On a more technical level, every document saved on your computer is, in a very real sense, nothing more than a number. It's stored as a series of bits and bytes which the computer generally translates as words or images; but there's nothing that obligates computers to do so. Just for fun, take a small image (it has to be small so as not to overwhelm your computer) and open it in a text editor (Notepad or the not-Windows equivalent). It's a bunch of gobbledygook, but it's something.

(Just a brief nostalgia moment: I remember the heady days of Usenet, when big files were broken up and posted as long, apparently meaningless text files full of hex codes that you'd concatenate and then rename to have your image or music or document or whatever.)

The point is, you can protect a number, in some circumstances. In the instant case, the number is probably being used qua number - it's the answer to a math problem and so is probably not protected under copyright. But then, I reiterate, copyright probably isn't the issue here; the threats are probably being made under the DMCA anti-circumvention provisions.

As importantly, though, what you also can't do to a nubmer is to make it go away by wishing it so. Back in the Summer of 1995, when I worked for the EFF, I helped out (in a one-L summer intern kind of way) with the Bernstein crypto export case.

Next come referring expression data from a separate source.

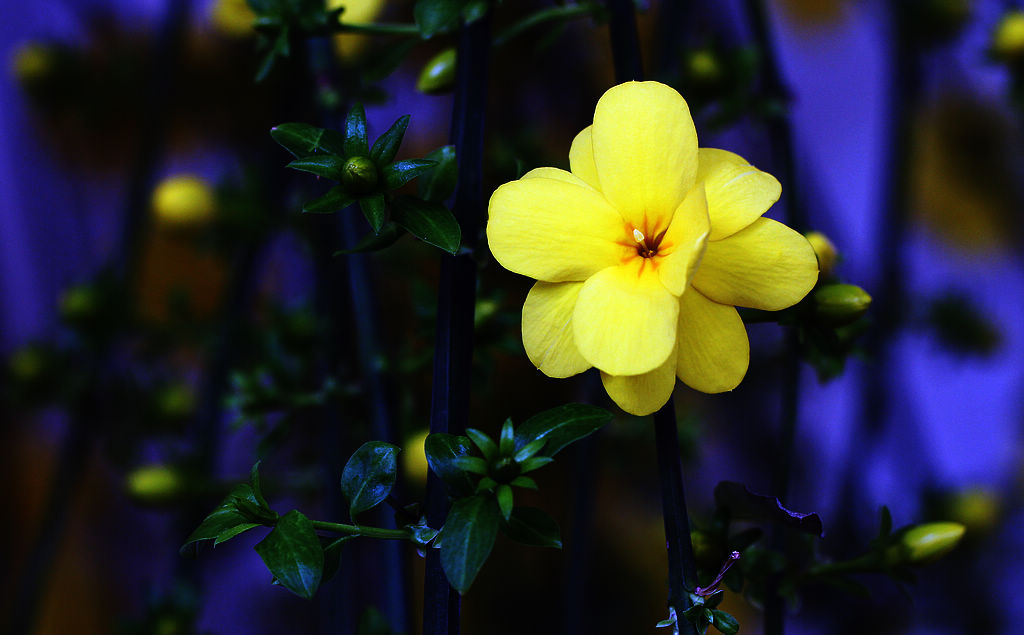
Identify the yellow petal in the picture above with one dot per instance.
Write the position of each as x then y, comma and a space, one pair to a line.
582, 158
554, 229
767, 266
642, 394
714, 351
645, 151
737, 193
547, 329
684, 242
625, 320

In that case, I recall, the algorithm in question could, with some rejiggering, be represented as a string of numbers a few lines long. A few times - most often in the spirit of sincere legal analysis and only sometimes in the spirit of stick-it-to-the-man humor - the question would come up as to what the law would (and should) be if, instead of seeking to "export" the source code and an academic paper about the algorithm in question someone had just put it on a t-shirt and flown out of the country wearing it.

Of course, those conversations took place back in the day when if you wanted something a little more professional than using a Sharpie on your Hanes, there were some fixed costs involved. Now we have cafepress. Plus ca change, plus c'est le meme chose. Some young clever has even registered the number as a domain name, and has a nascent blog there.

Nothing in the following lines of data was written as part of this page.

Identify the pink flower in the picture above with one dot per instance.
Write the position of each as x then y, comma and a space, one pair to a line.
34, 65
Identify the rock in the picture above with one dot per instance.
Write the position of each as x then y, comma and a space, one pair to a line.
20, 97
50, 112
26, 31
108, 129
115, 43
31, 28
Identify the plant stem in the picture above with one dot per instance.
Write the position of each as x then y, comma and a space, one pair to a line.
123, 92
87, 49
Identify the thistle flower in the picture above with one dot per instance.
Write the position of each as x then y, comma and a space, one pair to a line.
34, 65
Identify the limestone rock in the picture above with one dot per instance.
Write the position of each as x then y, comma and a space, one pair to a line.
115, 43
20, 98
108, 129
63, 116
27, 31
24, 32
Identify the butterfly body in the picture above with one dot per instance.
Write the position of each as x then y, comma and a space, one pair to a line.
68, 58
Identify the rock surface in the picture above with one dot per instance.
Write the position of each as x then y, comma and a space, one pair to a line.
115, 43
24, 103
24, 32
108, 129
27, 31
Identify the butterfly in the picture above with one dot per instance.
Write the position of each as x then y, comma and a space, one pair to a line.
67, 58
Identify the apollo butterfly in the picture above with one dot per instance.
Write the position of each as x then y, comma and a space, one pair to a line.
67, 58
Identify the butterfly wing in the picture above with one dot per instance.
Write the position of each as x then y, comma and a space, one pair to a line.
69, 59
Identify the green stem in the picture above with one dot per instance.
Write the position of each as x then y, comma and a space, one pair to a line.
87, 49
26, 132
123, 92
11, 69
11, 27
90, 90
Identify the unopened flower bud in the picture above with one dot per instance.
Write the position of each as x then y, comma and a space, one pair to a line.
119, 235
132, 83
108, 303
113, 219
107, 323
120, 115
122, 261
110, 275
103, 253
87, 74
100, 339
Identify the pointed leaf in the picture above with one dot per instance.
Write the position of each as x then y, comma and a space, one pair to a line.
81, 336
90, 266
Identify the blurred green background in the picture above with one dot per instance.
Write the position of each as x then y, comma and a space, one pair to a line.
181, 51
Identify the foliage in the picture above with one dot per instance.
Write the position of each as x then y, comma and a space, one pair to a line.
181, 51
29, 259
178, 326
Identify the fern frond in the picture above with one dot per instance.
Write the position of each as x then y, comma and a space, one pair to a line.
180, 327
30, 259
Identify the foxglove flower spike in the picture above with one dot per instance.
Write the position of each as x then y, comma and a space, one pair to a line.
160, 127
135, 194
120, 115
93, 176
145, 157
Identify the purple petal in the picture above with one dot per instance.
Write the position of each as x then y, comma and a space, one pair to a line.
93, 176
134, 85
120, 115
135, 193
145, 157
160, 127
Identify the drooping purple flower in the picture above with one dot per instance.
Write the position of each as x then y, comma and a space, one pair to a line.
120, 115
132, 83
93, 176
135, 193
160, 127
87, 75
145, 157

So, as a copyright question - not protected. And as a practical matter - not protectable any more. I didn't go into the trade secret question, but that's also not going to work to keep the number out of the public's grubby mitts.; Arnezami apparently figured out the code by looking at disks, not by gaining improper access to guarded information.

My first instinct under the anticircumvention provisions is that release and propagation of the number is problematic, but as I write these words, I'm less and less convinced. I'll have to think about it some more... maybe even post a follow-up. It'll come down to the question of whether or not the Processing Key is an "access control" as used by the statute.

And looking at the broader question of copyrighting numbers...

You can copyright a number. Just not this one.

--Ben D. Manevitz

Update: Lots of good coverage out there. Only one link to me, but them's the wages of sin. Or in this case the wages of toiling in obscurity. In any event, I found particularly heartening the coverage at EFF Deep Links, that makes clear that it is, in fact, an anti-circumvention claim, and not a copyright one.

Also - tagging is a very cool and excellent innovation in the blog world. For those of you who don't check the tags on posts you read, it might be worthwhile to check the tags on this one at least. I got it from Slashdot, and I'm guessing I'm not the only one.